Wir beschließen im Hotel Shorebreak weiter auf sie zu warten, gegen 13 Uhr kommt sie dann. Edi hat für die 26,2 Meilen 4:32:23 Stunden benötigt, Ursula finisht nach 6:06:50. Gemeinsam fahren wir mit dem Taxi rund 24 Meilen nach San Pedro, wo unser Kreuzfahrtschiff angedockt ist. Der von mir auf 85 US$ heruntergehandelte Fahrpreis wird geteilt.

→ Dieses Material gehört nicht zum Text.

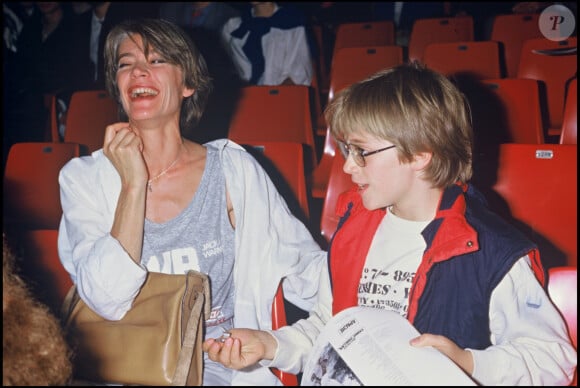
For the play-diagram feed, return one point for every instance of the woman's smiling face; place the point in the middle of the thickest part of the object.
(149, 86)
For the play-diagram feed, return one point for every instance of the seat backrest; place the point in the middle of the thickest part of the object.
(31, 189)
(41, 266)
(338, 182)
(355, 34)
(511, 30)
(352, 64)
(479, 59)
(554, 64)
(320, 175)
(570, 121)
(431, 30)
(513, 108)
(285, 164)
(563, 290)
(534, 186)
(279, 320)
(89, 113)
(274, 114)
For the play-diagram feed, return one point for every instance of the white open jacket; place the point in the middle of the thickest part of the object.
(270, 242)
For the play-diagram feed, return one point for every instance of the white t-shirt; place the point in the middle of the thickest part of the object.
(393, 258)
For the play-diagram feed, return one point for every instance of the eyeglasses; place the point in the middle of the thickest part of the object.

Jeder ist mit seinem Laufergebnis eigentlich zufrieden. Der Surf City Marathon ist ein besonderer Lauf, das muss man erwähnen. Als ich gegen 14 Uhr nochmals die eine Meile nach Osten vom Hotel aus zur Expo marschiere, ist das Rennen immer noch im Gange. Es wird auch nach 7 Stunden nicht abgebrochen, jeder auf der Laufstrecke soll ins Ziel kommen. Diese Philosophie, ohne zeitliche Zwänge einen Marathon zu beenden, ist positiv hervorzuheben. Dadurch haben auch alte Menschen eine Chance, zu finishen. Da gibt es aber eher nur in den USA, in Bad Füssing z.B. fuhr mit letztes Jahr ab Kilometer 28 (!) bei 10 Minuten unter dem Plansoll der Besenwagen unerbittlich bis ins Ziel nach. Ich ging irrtümlich davon aus, dass der Marathon 5:30 Stunden geöffnet sei. Das fällt mir ad hoc nur ein, weil am gleichen Tag um 10 Stunden früher als an der Huntington Beach auch in Bad Füssing ein Marathon gelaufen wurde.

Bei solchen Bedingungen wie im Großraum von L.A. ließe es sich an den Stränden gut leben und noch besser sporteln als bei uns in Mitteleuropa. Ich denke daran, in der Rente ein 50-Stater zu werden, 5 Läufe habe ich nun schon, 45 fehlen noch. Das Kreuzfahrtschiff macht in Hawaii 2 Tage Station.

Ich bin dabei, in Honolulu vielleicht das Kontingent zu erhöhen, wenn alles gut geht. Dann könnte Teil 4 der lustigen Seereise folgen, falls der Häuptling das abdruckt.